Mas o mais marcante traço de Catherine é sua inabilidade em ler as atitudes de outras pessoas: ela não percebe o relacionamento de Isabella com o irmão mais velho de Henry, James; permite, acidentalmente, que John Thorpe se apaixone por ela; e se deixa amedrontar pelas histórias escabrosas de Henry sobre a abadia. Ela é o tipo de pessoa que quer acreditar em tudo que lhe pareça fascinante e fora do comum. No entanto, o que importa realmente não é quem você é hoje, mas o que você pode se tornar através das experiências que tem. O problema é que é impossível acreditar que a família Thorpe pode se tornar alguma coisa que não seja pior.
Mas talvez um dos aspectos mais interessantes do livro é o marketing, negativo em sua sátira, que ele faz de outro livro. O romance gótico "Os mistérios de Udolpho", escrito pot Ann Radcliff e publicado em 1974, é tão referenciado no livro que quase torna-se um personagem e, como qualquer coisa que se leve demasiado a sério aos olhos de Austen, é ridicularizado. Muitos críticos chegaram à conclusão que o romance de Austen, com sua fama, manteve Udolpho vivo, quando ele deveria ter desaparecido sem deixar traços. Uma coisa é certa: os dois livros são indivisíveis.
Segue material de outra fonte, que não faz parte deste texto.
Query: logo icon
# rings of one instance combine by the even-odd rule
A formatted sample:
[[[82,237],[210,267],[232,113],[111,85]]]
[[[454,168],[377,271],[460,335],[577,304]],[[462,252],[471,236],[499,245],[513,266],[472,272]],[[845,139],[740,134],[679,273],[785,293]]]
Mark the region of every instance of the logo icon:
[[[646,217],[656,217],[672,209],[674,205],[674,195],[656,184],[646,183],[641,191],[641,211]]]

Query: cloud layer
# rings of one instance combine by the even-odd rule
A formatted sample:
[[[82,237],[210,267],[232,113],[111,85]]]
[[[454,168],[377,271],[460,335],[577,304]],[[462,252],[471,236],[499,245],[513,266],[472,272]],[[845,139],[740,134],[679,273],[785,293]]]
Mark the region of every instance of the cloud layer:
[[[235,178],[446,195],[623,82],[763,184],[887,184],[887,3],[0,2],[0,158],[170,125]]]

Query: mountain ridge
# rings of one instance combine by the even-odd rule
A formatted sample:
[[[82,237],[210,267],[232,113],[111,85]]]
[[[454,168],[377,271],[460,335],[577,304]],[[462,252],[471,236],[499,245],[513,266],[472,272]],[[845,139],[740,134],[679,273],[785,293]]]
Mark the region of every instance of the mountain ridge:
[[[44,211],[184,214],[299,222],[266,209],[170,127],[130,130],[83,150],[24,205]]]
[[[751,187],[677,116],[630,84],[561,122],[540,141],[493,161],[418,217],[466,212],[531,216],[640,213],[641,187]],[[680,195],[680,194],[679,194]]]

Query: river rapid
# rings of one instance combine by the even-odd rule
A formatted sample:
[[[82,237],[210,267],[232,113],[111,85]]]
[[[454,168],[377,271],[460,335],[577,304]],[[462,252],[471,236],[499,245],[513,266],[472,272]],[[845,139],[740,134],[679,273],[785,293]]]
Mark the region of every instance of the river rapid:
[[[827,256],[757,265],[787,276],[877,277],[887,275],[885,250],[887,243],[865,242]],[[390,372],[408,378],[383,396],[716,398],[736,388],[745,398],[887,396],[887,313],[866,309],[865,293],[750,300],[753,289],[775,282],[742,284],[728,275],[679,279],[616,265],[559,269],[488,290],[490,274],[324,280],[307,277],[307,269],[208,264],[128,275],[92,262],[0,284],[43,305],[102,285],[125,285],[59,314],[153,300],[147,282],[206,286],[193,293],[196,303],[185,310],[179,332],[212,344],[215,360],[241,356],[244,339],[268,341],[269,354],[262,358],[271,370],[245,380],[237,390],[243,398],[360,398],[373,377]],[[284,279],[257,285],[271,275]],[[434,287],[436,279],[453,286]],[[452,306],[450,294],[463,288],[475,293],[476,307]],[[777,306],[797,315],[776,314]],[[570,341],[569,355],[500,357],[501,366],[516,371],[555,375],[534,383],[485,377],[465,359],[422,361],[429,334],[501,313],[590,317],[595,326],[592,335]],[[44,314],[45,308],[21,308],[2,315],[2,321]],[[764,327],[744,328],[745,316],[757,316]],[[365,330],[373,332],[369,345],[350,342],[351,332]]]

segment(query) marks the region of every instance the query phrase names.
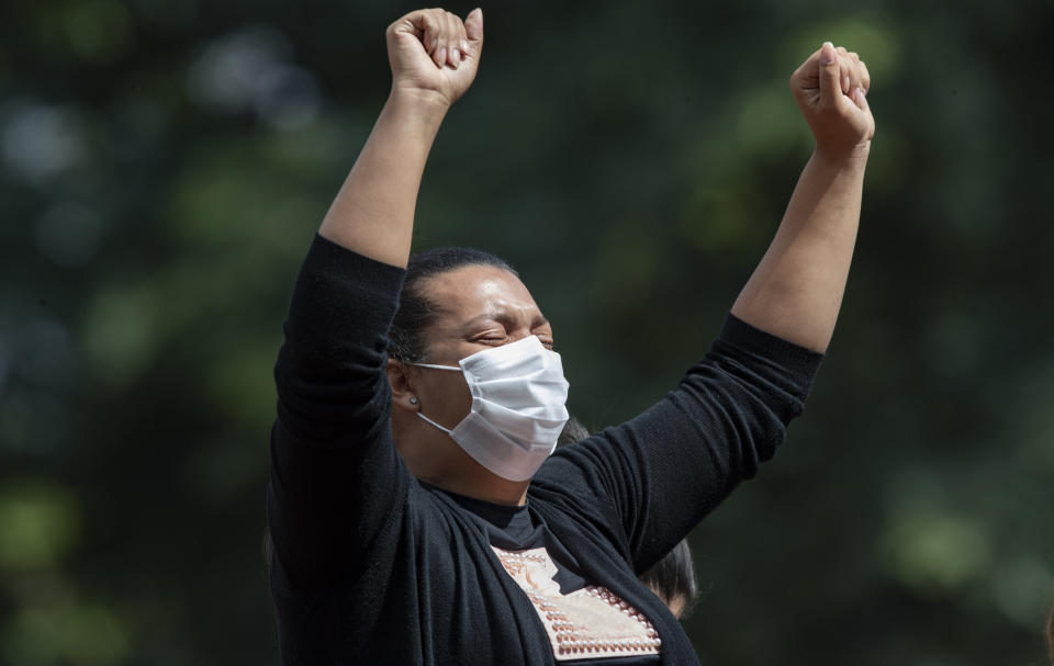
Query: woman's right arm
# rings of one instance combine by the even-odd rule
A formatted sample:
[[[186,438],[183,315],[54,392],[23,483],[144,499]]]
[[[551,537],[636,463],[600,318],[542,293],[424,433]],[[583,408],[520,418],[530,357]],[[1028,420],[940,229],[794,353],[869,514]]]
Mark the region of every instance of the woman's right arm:
[[[319,234],[349,250],[405,267],[425,160],[447,110],[475,78],[483,12],[406,14],[388,29],[392,93]],[[430,54],[430,55],[429,55]]]
[[[391,440],[388,329],[425,160],[475,75],[482,13],[462,25],[413,12],[389,27],[388,48],[391,95],[304,260],[274,366],[268,524],[272,576],[287,582],[277,589],[324,585],[367,549],[383,556],[411,481]]]

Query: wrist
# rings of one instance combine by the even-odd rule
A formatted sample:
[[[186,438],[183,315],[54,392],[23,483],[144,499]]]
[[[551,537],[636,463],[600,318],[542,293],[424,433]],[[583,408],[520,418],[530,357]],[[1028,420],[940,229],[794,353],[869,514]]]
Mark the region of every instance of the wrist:
[[[450,110],[450,102],[435,90],[392,86],[384,110],[438,127]]]
[[[870,154],[871,139],[861,142],[850,148],[838,149],[831,149],[818,143],[812,150],[814,159],[838,169],[863,169],[867,165]]]

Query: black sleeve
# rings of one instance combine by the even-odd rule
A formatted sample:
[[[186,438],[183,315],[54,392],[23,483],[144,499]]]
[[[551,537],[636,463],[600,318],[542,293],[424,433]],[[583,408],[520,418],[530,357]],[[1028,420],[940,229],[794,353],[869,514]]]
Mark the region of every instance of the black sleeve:
[[[773,456],[821,359],[729,315],[675,390],[632,420],[559,450],[539,481],[613,504],[642,572]]]
[[[403,275],[322,236],[301,268],[274,366],[268,486],[276,564],[291,582],[354,568],[406,500],[384,372]]]

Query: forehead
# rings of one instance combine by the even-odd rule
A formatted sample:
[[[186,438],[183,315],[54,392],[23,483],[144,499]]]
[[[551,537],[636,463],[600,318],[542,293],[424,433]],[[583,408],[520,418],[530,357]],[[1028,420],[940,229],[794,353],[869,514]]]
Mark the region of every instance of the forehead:
[[[541,316],[527,286],[513,273],[494,266],[466,266],[428,279],[429,298],[460,326],[483,316],[535,319]]]

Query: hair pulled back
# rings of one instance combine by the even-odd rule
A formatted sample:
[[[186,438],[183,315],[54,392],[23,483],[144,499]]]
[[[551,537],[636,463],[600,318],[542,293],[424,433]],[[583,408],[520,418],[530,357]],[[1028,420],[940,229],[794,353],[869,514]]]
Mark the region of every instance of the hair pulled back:
[[[430,278],[467,266],[493,266],[519,276],[505,260],[474,248],[435,248],[410,258],[399,309],[389,329],[388,353],[397,361],[424,362],[426,358],[424,332],[439,317],[440,306],[428,297],[426,285]]]

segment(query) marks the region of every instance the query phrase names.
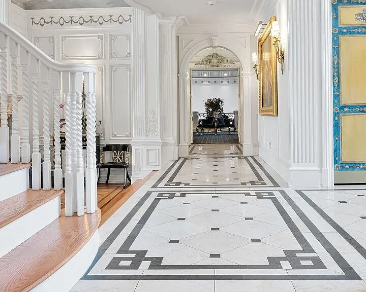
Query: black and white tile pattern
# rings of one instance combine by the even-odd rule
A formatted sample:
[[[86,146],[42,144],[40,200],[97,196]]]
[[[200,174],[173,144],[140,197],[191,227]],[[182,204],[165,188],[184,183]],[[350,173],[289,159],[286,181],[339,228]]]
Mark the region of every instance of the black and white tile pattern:
[[[366,291],[366,191],[288,189],[239,148],[208,147],[101,227],[72,291]]]

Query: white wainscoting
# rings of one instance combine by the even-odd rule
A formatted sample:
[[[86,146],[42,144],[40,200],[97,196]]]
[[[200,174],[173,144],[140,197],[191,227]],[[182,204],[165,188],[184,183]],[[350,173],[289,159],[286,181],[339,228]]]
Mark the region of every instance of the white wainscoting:
[[[131,57],[130,34],[109,34],[109,43],[111,59]]]
[[[131,137],[131,65],[110,67],[110,140]]]
[[[102,34],[62,35],[62,60],[99,60],[103,59]]]

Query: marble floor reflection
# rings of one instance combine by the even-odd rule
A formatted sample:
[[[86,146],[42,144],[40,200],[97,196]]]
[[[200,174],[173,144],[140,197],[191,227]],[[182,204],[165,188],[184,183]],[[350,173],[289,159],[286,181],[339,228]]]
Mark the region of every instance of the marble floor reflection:
[[[366,190],[293,190],[237,145],[193,148],[99,230],[73,292],[366,291]]]

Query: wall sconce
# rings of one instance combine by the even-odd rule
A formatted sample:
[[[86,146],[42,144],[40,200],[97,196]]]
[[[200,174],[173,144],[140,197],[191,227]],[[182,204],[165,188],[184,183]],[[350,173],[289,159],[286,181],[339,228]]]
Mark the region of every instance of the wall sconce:
[[[281,73],[283,74],[285,65],[285,52],[282,49],[282,45],[280,37],[280,25],[278,21],[273,21],[272,23],[271,33],[273,38],[273,45],[276,49],[277,60],[281,64]]]
[[[254,71],[256,72],[256,75],[257,76],[257,79],[259,80],[259,76],[258,76],[258,56],[257,55],[257,53],[255,52],[252,54],[252,61],[253,64],[253,69],[254,69]]]

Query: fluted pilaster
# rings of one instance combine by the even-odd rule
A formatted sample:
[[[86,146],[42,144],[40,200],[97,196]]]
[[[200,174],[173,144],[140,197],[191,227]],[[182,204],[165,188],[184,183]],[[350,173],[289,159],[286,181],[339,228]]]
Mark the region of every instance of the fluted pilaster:
[[[146,130],[145,13],[132,7],[132,117],[134,139],[144,137]]]
[[[322,98],[319,6],[318,0],[288,1],[291,187],[319,185]]]

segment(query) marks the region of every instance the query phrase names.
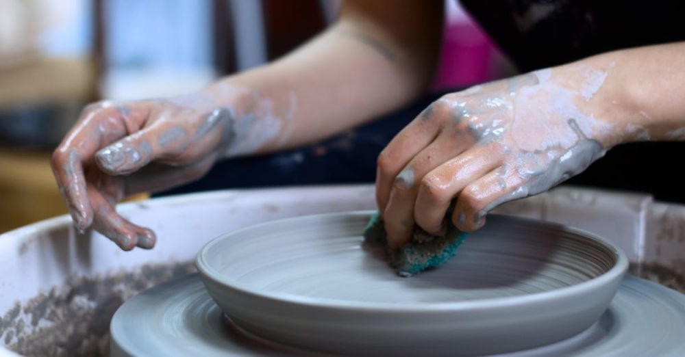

Com os comentários autodepreciativos do narrador, a autora encoraja o leitor a ver Northanger Abbey como um romance imperfeito com uma heroína insatisfatória. Sobretudo, é importante perceber que o objetivo da obra não é ser levada a sério, mas satirizar outros autores e membros da sociedade. Este é um livro que fala de livros, escrito por uma amante da ficção, por isso uma certa humildade por parte dela foi inevitável. O romance, porém, pode ser visto pelos mais capciosos como mais que uma bela brincadeira: é o conto juvenil que antecedeu grandes sucessos, é um dos precursores da literatura pós-moderna. Austen apresenta mais que simplesmente sua antipatia trivial por Udolpho. Ela cria uma heroína amável exatamente por sua personalidade anti-heróica. Catherine reflete o inevitável problema que todos os que são leitores desde a infância (e me incluo neste grupo), ou simplesmente todos os jovens imaginativos, tiveram que enfrentar: desapegar-se da ficção e adentrar o mundo real, sujo e genuinamente sinistro da avareza adulta. Talvez Northanger Abbey busque educar seus leitores para que eles abandonem o sensacionalismo para conseguir desfrutar do realismo de romances mais maduros. Independente de seu propósito, a obra é divertida, ainda que absurda.

Vídeo-curiosidades:

Por não ter alcançado a fama de seus sucessores e apesar das muitas peças teatrais, só há duas adaptações cinematográficas da obra: em 1986, na direção de Giles Foster e em 2007, um filme de televisão, um filme de Jon Jones.